Newly described shoulder injury spotted on MRIs of young pitchers
A new study has revealed that young baseball pitchers who throw more than 100 pitches per week are at risk for acromial apophysiolysis, a newly identified overuse injury characterized by incomplete fusion and tenderness at the acromion, which forms the bone at the top of the shoulder.
“Little leaguer’s acromion would be an inappropriate term for this entity, because the mean age of presentation of acromial apophysiolysis (19.6 years in our study) is later than in little leaguer’s elbow and little leaguer’s shoulder (mean age at presentation, approximately 13 years for both),” wrote Johannes B. Roedl, MD, of Thomas Jefferson University Hospital in Philadelphia, and colleagues.
The findings were published online October 14 in Radiology.
The acromion typically develops during the teenage years when four individual bones fuse into one, however Roedl and colleagues noticed young athletes, particularly pitchers, were often presenting with shoulder pain and edema at the acromion on MRI.
Roedl and colleagues devised a retrospective study that first looked at 2,372 consecutive patients who underwent MRI for shoulder pain between 1998 and 2012. All patients were between the ages of 15 and 25, and the majority were pitchers.
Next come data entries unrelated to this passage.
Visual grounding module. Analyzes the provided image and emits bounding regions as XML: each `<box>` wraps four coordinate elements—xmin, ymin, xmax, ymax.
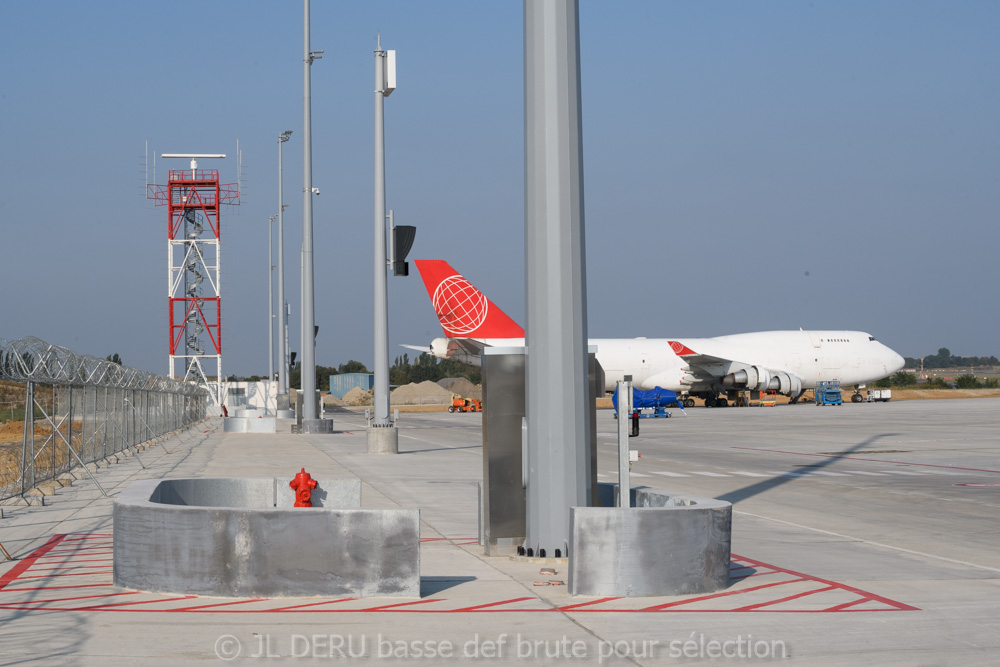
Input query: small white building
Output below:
<box><xmin>220</xmin><ymin>380</ymin><xmax>278</xmax><ymax>417</ymax></box>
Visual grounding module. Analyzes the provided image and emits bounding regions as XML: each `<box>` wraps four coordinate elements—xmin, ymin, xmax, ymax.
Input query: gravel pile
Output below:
<box><xmin>438</xmin><ymin>378</ymin><xmax>483</xmax><ymax>400</ymax></box>
<box><xmin>390</xmin><ymin>380</ymin><xmax>452</xmax><ymax>405</ymax></box>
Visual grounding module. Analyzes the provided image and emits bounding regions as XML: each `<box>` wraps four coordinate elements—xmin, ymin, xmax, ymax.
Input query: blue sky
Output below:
<box><xmin>0</xmin><ymin>0</ymin><xmax>1000</xmax><ymax>375</ymax></box>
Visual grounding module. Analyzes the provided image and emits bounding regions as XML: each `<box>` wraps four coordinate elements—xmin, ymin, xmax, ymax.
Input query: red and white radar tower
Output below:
<box><xmin>146</xmin><ymin>153</ymin><xmax>240</xmax><ymax>404</ymax></box>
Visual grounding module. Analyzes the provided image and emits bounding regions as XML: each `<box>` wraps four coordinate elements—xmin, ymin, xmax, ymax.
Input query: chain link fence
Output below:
<box><xmin>0</xmin><ymin>338</ymin><xmax>209</xmax><ymax>501</ymax></box>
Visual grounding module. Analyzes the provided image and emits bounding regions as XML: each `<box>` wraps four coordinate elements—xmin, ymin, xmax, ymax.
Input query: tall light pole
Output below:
<box><xmin>265</xmin><ymin>215</ymin><xmax>277</xmax><ymax>392</ymax></box>
<box><xmin>300</xmin><ymin>0</ymin><xmax>333</xmax><ymax>433</ymax></box>
<box><xmin>367</xmin><ymin>35</ymin><xmax>399</xmax><ymax>454</ymax></box>
<box><xmin>278</xmin><ymin>130</ymin><xmax>292</xmax><ymax>410</ymax></box>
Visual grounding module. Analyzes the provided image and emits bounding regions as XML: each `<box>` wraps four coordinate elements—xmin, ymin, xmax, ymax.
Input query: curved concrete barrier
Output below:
<box><xmin>222</xmin><ymin>418</ymin><xmax>277</xmax><ymax>433</ymax></box>
<box><xmin>569</xmin><ymin>484</ymin><xmax>733</xmax><ymax>597</ymax></box>
<box><xmin>114</xmin><ymin>478</ymin><xmax>420</xmax><ymax>597</ymax></box>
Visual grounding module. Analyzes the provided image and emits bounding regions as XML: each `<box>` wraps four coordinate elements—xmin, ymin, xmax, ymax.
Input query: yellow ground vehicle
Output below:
<box><xmin>448</xmin><ymin>394</ymin><xmax>483</xmax><ymax>412</ymax></box>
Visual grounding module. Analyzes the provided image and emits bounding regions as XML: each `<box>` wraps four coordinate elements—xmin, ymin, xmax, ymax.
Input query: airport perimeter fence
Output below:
<box><xmin>0</xmin><ymin>338</ymin><xmax>209</xmax><ymax>501</ymax></box>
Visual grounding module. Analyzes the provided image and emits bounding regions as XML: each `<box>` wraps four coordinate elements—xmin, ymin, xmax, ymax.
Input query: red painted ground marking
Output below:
<box><xmin>733</xmin><ymin>555</ymin><xmax>920</xmax><ymax>611</ymax></box>
<box><xmin>559</xmin><ymin>598</ymin><xmax>621</xmax><ymax>611</ymax></box>
<box><xmin>733</xmin><ymin>445</ymin><xmax>1000</xmax><ymax>475</ymax></box>
<box><xmin>733</xmin><ymin>586</ymin><xmax>837</xmax><ymax>611</ymax></box>
<box><xmin>170</xmin><ymin>595</ymin><xmax>270</xmax><ymax>611</ymax></box>
<box><xmin>0</xmin><ymin>591</ymin><xmax>139</xmax><ymax>607</ymax></box>
<box><xmin>48</xmin><ymin>546</ymin><xmax>114</xmax><ymax>558</ymax></box>
<box><xmin>269</xmin><ymin>598</ymin><xmax>357</xmax><ymax>612</ymax></box>
<box><xmin>641</xmin><ymin>578</ymin><xmax>809</xmax><ymax>611</ymax></box>
<box><xmin>71</xmin><ymin>591</ymin><xmax>198</xmax><ymax>611</ymax></box>
<box><xmin>32</xmin><ymin>563</ymin><xmax>118</xmax><ymax>572</ymax></box>
<box><xmin>0</xmin><ymin>535</ymin><xmax>66</xmax><ymax>591</ymax></box>
<box><xmin>454</xmin><ymin>598</ymin><xmax>538</xmax><ymax>612</ymax></box>
<box><xmin>0</xmin><ymin>584</ymin><xmax>114</xmax><ymax>591</ymax></box>
<box><xmin>18</xmin><ymin>570</ymin><xmax>115</xmax><ymax>581</ymax></box>
<box><xmin>823</xmin><ymin>600</ymin><xmax>871</xmax><ymax>611</ymax></box>
<box><xmin>352</xmin><ymin>598</ymin><xmax>447</xmax><ymax>611</ymax></box>
<box><xmin>63</xmin><ymin>533</ymin><xmax>112</xmax><ymax>544</ymax></box>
A total of 61 patients had incomplete fusion of the acromion but no other findings, and these patients were matched with a control group that did not have the condition.
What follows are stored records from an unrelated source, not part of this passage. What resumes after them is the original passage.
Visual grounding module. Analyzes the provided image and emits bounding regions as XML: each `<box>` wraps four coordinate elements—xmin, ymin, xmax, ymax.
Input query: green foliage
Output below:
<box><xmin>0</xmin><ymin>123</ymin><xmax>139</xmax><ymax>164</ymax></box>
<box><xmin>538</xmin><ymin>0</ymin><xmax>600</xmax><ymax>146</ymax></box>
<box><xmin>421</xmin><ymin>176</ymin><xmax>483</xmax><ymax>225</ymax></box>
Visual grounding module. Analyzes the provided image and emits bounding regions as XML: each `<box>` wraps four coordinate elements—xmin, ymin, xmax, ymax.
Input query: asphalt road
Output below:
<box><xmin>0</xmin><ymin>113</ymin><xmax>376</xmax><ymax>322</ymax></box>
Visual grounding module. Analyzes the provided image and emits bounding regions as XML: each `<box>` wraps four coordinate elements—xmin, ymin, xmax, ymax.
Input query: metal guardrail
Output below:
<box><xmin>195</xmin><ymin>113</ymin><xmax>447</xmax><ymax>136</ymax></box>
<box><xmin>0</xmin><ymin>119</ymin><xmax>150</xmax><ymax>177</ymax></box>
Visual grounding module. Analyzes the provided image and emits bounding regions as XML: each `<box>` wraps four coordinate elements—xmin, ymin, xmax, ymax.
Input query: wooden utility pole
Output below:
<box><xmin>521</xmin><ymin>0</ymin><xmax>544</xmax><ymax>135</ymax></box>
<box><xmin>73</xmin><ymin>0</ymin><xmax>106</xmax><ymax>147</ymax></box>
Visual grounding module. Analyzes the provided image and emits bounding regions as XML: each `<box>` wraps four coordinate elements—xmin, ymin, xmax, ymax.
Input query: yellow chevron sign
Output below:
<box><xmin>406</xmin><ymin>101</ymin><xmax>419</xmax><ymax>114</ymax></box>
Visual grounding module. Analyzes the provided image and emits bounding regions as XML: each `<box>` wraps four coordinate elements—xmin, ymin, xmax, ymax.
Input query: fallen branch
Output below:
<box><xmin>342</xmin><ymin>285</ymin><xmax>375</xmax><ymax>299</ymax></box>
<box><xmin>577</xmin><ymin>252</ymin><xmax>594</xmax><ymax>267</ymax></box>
Of this final group of 122 patients, pitching history was available for 106, and statistical analysis revealed that throwing more than 100 pitches per week was a significant risk factor for developing acromial apophysiolysis (odds ratio 6.5). Among patients with acromial apophysiolysis, 40 percent threw more than 100 pitches per week, compared with 8 percent in the control group.
Follow up imaging revealed lingering effects for those with the overuse injury. MRI or x-rays conducted a minimum of two years after the patients turned 25 were available for 29 of the injured patients and 23 of the controls. These follow up scans showed 86 percent of patients who previously had acromial apophysiolysis later demonstrated incomplete fusion of the acromion, compared with only 4 percent of the controls.
All injured patients took a three-month rest from pitching, though rotator cuff injuries were significantly more common in patients with the overuse injury who continued to pitch after the rest period, according to the authors.
“Pitching places incredible stress on the shoulder,” Roedl said in a press release. “It’s important to keep training in the moderate range and not to overdo it.”